Everybody dies. It is part of the cycle of life – the final frontier from which there is no return. Throughout the history of the world, people’s experiences with death have been up close and personal. That is not to say death was something people looked forward to, but our ancestors were probably much more in tune with, and accepting of, its inevitability than we are now.
People used to care for their dead. The dead remained in the home for a period where they were washed, dressed, and cared for by a loved one. Family and friends could come to view the body, reminisce about the life of the deceased, and offer support and comfort to each other in a personal setting. We have been indoctrinated to view this as morbid now, but common sense suggests it was once an important part of the grieving process.

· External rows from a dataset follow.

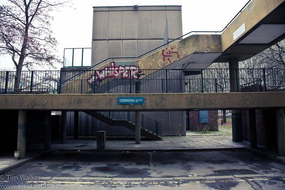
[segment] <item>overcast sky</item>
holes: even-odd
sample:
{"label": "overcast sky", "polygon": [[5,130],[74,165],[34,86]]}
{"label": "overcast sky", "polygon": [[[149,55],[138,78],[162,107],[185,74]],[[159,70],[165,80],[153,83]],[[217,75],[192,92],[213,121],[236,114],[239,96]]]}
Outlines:
{"label": "overcast sky", "polygon": [[[0,0],[3,4],[7,0]],[[52,27],[60,57],[67,48],[90,48],[92,7],[100,6],[182,6],[183,34],[193,30],[219,31],[248,0],[71,0],[69,7],[53,12]],[[0,58],[0,68],[13,70],[10,58]],[[59,68],[58,68],[60,69]]]}

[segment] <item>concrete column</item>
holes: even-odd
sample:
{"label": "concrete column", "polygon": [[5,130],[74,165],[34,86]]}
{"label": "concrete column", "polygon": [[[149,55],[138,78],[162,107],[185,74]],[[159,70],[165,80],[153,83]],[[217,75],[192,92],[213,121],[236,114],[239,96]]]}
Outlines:
{"label": "concrete column", "polygon": [[51,112],[46,111],[44,116],[44,150],[51,150],[52,137],[52,122]]}
{"label": "concrete column", "polygon": [[[140,82],[135,82],[135,93],[140,93]],[[140,144],[140,112],[135,112],[135,144]]]}
{"label": "concrete column", "polygon": [[277,145],[278,154],[285,156],[285,108],[275,109],[277,128]]}
{"label": "concrete column", "polygon": [[66,119],[67,112],[66,111],[61,112],[61,143],[64,144],[66,141]]}
{"label": "concrete column", "polygon": [[140,112],[135,112],[135,144],[140,144]]}
{"label": "concrete column", "polygon": [[26,138],[27,127],[27,111],[19,110],[18,120],[18,140],[17,150],[20,152],[20,159],[26,158]]}
{"label": "concrete column", "polygon": [[78,111],[74,111],[74,128],[73,131],[73,137],[74,138],[78,138],[78,133],[79,133],[79,114]]}
{"label": "concrete column", "polygon": [[250,119],[250,147],[252,148],[257,148],[256,137],[256,121],[255,118],[255,110],[251,109],[249,110]]}
{"label": "concrete column", "polygon": [[[240,81],[238,79],[239,61],[236,59],[229,60],[230,91],[240,91]],[[243,141],[243,130],[242,126],[242,111],[231,110],[231,124],[232,126],[232,141]]]}

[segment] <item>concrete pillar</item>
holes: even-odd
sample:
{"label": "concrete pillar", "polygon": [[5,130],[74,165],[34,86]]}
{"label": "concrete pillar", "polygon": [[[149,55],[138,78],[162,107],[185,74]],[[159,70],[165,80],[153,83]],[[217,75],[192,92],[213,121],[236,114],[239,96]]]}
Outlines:
{"label": "concrete pillar", "polygon": [[231,92],[240,91],[240,80],[239,80],[239,61],[236,59],[229,60],[229,84]]}
{"label": "concrete pillar", "polygon": [[52,137],[52,118],[50,111],[45,112],[44,116],[44,150],[51,150]]}
{"label": "concrete pillar", "polygon": [[256,121],[255,110],[251,109],[249,110],[250,119],[250,147],[252,148],[257,148],[256,136]]}
{"label": "concrete pillar", "polygon": [[106,131],[97,131],[97,150],[105,150],[106,148]]}
{"label": "concrete pillar", "polygon": [[[239,61],[236,59],[229,60],[230,91],[240,91],[240,81],[238,79]],[[232,141],[243,141],[243,130],[242,126],[242,111],[231,110],[231,124],[232,126]]]}
{"label": "concrete pillar", "polygon": [[74,138],[78,138],[78,130],[79,130],[79,114],[78,111],[74,111],[74,128],[73,131],[73,137]]}
{"label": "concrete pillar", "polygon": [[140,112],[135,112],[135,144],[140,144]]}
{"label": "concrete pillar", "polygon": [[64,144],[66,141],[66,119],[67,112],[66,111],[61,112],[61,143]]}
{"label": "concrete pillar", "polygon": [[[140,81],[135,82],[135,93],[140,93]],[[135,144],[140,144],[140,112],[135,112]]]}
{"label": "concrete pillar", "polygon": [[26,110],[19,110],[17,150],[20,152],[19,158],[20,159],[26,158],[26,127],[27,111]]}
{"label": "concrete pillar", "polygon": [[278,154],[285,156],[285,108],[275,109],[277,128]]}

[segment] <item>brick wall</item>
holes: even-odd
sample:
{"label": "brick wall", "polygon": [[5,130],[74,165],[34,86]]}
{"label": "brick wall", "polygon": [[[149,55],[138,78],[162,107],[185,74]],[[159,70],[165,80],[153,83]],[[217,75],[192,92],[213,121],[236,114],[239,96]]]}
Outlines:
{"label": "brick wall", "polygon": [[208,130],[217,131],[218,111],[209,111],[209,123],[199,123],[199,111],[189,111],[189,129],[191,131]]}
{"label": "brick wall", "polygon": [[[249,114],[248,110],[243,110],[243,138],[250,142]],[[273,109],[256,110],[256,135],[257,144],[276,150],[277,141],[275,114]]]}

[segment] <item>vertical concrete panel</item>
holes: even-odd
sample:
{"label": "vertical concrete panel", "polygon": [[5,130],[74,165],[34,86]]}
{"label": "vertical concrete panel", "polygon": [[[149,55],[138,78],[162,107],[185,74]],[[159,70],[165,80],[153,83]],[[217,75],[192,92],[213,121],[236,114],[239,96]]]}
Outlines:
{"label": "vertical concrete panel", "polygon": [[137,38],[152,38],[152,11],[137,12]]}
{"label": "vertical concrete panel", "polygon": [[107,57],[108,58],[122,57],[122,40],[108,41]]}
{"label": "vertical concrete panel", "polygon": [[107,41],[92,41],[92,62],[94,65],[107,58]]}
{"label": "vertical concrete panel", "polygon": [[108,38],[108,12],[93,12],[92,39],[106,39]]}
{"label": "vertical concrete panel", "polygon": [[123,16],[123,39],[136,39],[137,11],[124,11]]}
{"label": "vertical concrete panel", "polygon": [[122,39],[123,29],[123,12],[109,13],[109,39]]}
{"label": "vertical concrete panel", "polygon": [[136,40],[123,40],[123,57],[136,57]]}
{"label": "vertical concrete panel", "polygon": [[163,38],[166,23],[166,11],[152,12],[153,38]]}
{"label": "vertical concrete panel", "polygon": [[181,11],[167,11],[168,23],[168,37],[175,39],[182,35],[182,17]]}
{"label": "vertical concrete panel", "polygon": [[186,135],[184,112],[169,112],[170,135]]}
{"label": "vertical concrete panel", "polygon": [[[139,39],[137,40],[137,55],[139,56],[152,49],[152,40],[150,39]],[[146,56],[148,54],[145,55]]]}
{"label": "vertical concrete panel", "polygon": [[154,119],[160,122],[161,125],[161,135],[162,136],[169,135],[170,126],[168,125],[168,112],[154,112]]}
{"label": "vertical concrete panel", "polygon": [[275,109],[277,128],[278,154],[285,156],[285,110],[284,108]]}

We have lost this. Now, we are required to trust strangers for the “hands on” care of our dead. That important time between death and burial has been altered, and family are left seeing to the impersonal tasks and various arrangements following a death, a rather hollow substitute.
In the Western world especially, most people seem disconnected from death and their own mortality. We have been taught to fear death and do everything in our power to prolong it if possible. As is typical in society today, quantity is valued over quality. As a result, a huge shock is approaching for which we are tragically unprepared.
Death is coming and, for a large portion of us, not through the natural course of events. It is being engineered. Everything is deteriorating at a rapid rate. We will soon learn hard lessons that people in other countries learned long ago. Those who live in extreme poverty while their country’s resources are being plundered, and those who live in areas of chaos and war already know all too well realities from which we have been insulated.
We are about to become reacquainted with death in a very up close and personal way. As the agenda for population control (i.e., your death and mine), continues to advance, more people are going to experience an early demise. For those who remain, life will be so miserable and dire that death may well be preferable. For what is life without quality, hope, and freedom? We will not have long to wait to find out.
And so…what are we going to do about it? How are we going to handle it? Can we find a way to side-step their agenda and maintain some type of life for ourselves that is not devoid of quality, hope, and freedom? That remains to be seen but let us hope so.